Referring to the embassy office's approval, the inspector-general wrote, "The memorandum was not intended to give USAID blanket permission to change the reporting of all indirect costs."
The rest was reclassified as overhead, or "indirect costs." According to a contracting officer at the agency who was cited in the report, the agency "did not report these costs so it could stay within the $50 million authorization."
"We find the entire agreement unclear," the inspector-general wrote of the USAID request approved by the embassy. "The document states that hospital project cost increases would be offset by reducing contractor overhead allocated to the project, but project reports for the period show no effort to reduce overhead."
In another case cited in the report, a power-station project in Musayyib, the direct construction cost cited by USAID was $6.6 million, while the overhead cost was $27.6 million. The result is that the project's overhead, a figure normally no higher than 30 percent, was a stunning 418 percent.
The figures were even adjusted in the opposite direction when that helped the agency balance its books, the inspector-general found. On an electricity project at the Baghdad South power station, direct construction costs were reported by the agency as $164.3 million and indirect or overhead costs as $1.4 million.
That is just 0.8 percent overhead in a country where security costs are often staggering. A contracting officer told the inspector-general that the agency adjusted the figures "to stay within the authorization for each project."
The overall effect, the report said, was a "serious misstatement of hospital project costs." The true cost could reach $169.5 million.
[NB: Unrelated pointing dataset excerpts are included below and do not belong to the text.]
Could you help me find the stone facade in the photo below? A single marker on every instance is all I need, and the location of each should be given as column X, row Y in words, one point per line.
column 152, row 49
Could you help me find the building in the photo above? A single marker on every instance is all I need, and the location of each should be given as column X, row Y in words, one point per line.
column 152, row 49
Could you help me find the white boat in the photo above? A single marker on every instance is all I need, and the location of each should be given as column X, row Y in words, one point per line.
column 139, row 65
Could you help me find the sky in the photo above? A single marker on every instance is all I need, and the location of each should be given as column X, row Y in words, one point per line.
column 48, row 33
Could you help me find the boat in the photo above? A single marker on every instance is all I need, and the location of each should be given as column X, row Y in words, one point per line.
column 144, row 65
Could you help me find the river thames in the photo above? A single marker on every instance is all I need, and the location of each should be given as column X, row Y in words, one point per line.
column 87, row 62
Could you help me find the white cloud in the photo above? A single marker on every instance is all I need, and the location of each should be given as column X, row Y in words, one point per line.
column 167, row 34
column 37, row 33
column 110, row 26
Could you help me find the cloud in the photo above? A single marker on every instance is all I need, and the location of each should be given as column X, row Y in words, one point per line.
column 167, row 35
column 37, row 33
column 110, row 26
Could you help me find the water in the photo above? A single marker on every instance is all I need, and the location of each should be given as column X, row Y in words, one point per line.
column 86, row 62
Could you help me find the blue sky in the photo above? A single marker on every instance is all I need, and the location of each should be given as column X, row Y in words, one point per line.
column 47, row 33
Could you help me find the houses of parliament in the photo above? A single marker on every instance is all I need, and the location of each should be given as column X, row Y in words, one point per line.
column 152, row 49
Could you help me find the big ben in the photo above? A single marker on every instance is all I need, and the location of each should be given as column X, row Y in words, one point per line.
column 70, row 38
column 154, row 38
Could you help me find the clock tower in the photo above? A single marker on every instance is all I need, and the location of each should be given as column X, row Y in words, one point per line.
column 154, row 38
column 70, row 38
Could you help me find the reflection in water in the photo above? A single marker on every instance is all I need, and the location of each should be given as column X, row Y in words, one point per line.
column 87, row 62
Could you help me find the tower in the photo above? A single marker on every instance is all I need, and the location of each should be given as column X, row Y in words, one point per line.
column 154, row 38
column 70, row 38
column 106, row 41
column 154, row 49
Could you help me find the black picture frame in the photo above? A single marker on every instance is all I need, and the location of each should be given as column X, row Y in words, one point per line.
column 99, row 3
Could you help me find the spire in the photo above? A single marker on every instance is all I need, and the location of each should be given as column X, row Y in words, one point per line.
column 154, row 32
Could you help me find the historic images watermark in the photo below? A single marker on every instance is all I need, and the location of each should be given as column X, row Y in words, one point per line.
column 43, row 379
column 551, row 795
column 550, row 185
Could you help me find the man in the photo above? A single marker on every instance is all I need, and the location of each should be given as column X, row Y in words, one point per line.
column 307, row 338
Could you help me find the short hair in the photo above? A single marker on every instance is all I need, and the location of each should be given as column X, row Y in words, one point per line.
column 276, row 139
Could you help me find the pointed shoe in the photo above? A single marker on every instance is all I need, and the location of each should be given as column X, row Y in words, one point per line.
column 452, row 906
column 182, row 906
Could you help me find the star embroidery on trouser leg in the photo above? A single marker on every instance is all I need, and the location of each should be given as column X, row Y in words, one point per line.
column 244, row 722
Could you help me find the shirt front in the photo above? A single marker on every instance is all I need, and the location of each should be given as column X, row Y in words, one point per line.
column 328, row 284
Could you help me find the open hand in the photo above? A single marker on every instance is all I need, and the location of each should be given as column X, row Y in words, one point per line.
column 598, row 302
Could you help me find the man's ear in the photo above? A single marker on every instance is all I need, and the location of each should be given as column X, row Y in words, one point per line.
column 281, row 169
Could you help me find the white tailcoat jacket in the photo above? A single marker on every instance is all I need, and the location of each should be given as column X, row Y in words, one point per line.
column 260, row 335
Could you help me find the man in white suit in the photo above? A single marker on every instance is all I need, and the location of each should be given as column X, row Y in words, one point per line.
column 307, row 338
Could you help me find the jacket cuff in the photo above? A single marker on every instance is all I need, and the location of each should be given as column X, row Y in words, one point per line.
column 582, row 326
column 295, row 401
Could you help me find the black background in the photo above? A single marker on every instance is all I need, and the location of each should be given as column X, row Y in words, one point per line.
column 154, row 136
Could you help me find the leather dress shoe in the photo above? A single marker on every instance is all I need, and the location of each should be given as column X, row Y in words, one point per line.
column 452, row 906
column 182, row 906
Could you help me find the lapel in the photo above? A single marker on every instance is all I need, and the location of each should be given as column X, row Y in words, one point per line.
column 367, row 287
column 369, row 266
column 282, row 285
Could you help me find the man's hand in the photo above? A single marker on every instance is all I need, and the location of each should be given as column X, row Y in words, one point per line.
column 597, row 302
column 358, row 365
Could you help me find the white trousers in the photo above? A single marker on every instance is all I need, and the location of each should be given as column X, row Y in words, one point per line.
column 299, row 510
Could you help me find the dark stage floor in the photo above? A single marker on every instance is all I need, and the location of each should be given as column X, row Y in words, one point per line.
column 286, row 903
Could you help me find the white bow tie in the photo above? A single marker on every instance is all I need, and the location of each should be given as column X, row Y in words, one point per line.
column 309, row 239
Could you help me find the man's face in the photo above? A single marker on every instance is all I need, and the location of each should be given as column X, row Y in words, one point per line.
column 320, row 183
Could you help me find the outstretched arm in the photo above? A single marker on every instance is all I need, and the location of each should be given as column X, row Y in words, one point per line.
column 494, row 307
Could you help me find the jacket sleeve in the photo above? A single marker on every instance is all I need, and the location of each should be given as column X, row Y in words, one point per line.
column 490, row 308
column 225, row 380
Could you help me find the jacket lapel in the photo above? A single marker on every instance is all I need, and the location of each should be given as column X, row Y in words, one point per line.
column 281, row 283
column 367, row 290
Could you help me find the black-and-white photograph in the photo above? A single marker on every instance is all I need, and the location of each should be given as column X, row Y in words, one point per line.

The inspector-general also found that the agency failed to report known schedule delays to Congress.
On March 26, Bechtel informed the agency that the hospital project was 273 days behind, the inspector-general wrote.
But in its April report to Congress on the status of all projects, "USAID reported no problems with the project schedule."
Joseph Saloom, the newly appointed director of the reconstruction office at the U.S. Embassy, said he would take steps to improve the reporting of the costs of reconstruction projects in Iraq.
Information from The Associated Press is included in this report.